O facto de existir uma plantação de árvores, não implica, só por si, a ocorrência das alterações, no relevo ou no solo, que a lei exige como carecidas de licenciamento municipal; seria necessário que a Administração verificasse, em concreto, que tais acções de aterro ou escavação tinham ocorrido, fosse isso devido à plantação dos pinheiros ou a qualquer outra causa, tanto mais que o particular visado alega que tal não aconteceu.
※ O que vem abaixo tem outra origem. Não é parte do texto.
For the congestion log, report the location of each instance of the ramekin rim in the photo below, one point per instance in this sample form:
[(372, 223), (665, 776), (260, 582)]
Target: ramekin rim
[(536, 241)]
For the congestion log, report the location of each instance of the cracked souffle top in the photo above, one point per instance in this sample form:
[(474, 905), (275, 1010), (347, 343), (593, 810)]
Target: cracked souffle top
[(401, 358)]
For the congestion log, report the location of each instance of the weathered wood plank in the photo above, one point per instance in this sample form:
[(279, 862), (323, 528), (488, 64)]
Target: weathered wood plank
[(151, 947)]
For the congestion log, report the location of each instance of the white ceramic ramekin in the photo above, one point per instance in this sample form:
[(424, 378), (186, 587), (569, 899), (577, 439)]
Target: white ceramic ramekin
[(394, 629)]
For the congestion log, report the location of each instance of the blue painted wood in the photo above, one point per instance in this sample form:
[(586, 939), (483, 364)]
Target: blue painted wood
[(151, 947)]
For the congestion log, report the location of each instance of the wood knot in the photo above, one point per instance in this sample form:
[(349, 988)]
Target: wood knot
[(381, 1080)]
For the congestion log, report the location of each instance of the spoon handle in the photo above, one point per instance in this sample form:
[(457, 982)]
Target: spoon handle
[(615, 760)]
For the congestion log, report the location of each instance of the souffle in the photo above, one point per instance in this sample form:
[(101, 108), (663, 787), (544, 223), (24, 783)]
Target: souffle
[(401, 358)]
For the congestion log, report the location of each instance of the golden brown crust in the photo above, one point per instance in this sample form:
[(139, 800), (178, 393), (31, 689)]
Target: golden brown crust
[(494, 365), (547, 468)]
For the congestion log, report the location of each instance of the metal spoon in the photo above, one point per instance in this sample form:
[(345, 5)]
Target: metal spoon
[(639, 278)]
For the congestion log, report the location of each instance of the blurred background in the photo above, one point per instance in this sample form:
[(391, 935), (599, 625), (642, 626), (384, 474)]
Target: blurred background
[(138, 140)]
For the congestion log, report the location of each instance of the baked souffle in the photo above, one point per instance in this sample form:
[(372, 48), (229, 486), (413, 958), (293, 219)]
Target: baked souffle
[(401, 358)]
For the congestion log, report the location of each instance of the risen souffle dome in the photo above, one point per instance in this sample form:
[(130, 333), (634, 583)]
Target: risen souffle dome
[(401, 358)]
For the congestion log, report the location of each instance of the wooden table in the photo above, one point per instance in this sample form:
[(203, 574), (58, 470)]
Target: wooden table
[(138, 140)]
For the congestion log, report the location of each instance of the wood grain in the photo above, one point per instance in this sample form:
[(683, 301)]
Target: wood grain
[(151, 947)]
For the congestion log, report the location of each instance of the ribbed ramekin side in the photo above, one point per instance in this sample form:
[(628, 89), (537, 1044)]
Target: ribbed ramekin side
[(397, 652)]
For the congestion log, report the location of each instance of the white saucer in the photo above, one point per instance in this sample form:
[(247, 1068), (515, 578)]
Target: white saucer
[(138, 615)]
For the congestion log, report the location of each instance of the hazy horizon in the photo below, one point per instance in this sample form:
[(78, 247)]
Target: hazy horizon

A situação de facto configurada no despacho em causa, não é, assim, subsumível ao preceituado no DL n.º 139/89, de 28-04, pelo que o mesmo padece do vício de violação de lei por erro nos pressupostos de facto, o que, como bem decidiu a sentença recorrida, o torna anulável.
Acresce, relativamente ao segmento do acto impugnado que, com base no disposto no artigo 35, do Plano Director Municipal de Soure, aprovado pela Resolução do Conselho de Ministros n.º 158/94, de 27-07, determina a retirada dos pinheiros plantados na área e perímetro urbano, para além de tal regulamento não ser aplicável à situação do autos, ocorrida em Fevereiro de 1994 - facto dado como assente por confissão (cfr. ponto 1, da matéria de facto) -, por implicar, em violação do artigo 12 do C. Civil, a sua aplicação retroactiva, o certo é que, como bem refere a decisão recorrida, nem a disposição invocada nem qualquer outra norma do PDM em causa proíbe arborização no perímetro urbano de Soure, tanto mais que, como acima se viu, não foi constatada qualquer ilegalidade, designadamente a sujeição da plantação a licenciamento municipal.
Nesta parte, tal como se decidiu, o despacho contenciosamente impugnado padece, também, de erro nos pressupostos de direito, o que, configurando vício de violação de lei, o torna, igualmente, anulável.
Improcedem, assim, todas as conclusões da alegação da recorrente, pelo que é de manter a decisão recorrida.
Nos termos expostos, acordam negar provimento ao recurso.
Sem custas.
Lisboa, 25 de Janeiro de 2006. – Freitas Carvalho (relator) – Adérito Santos – Santos Botelho.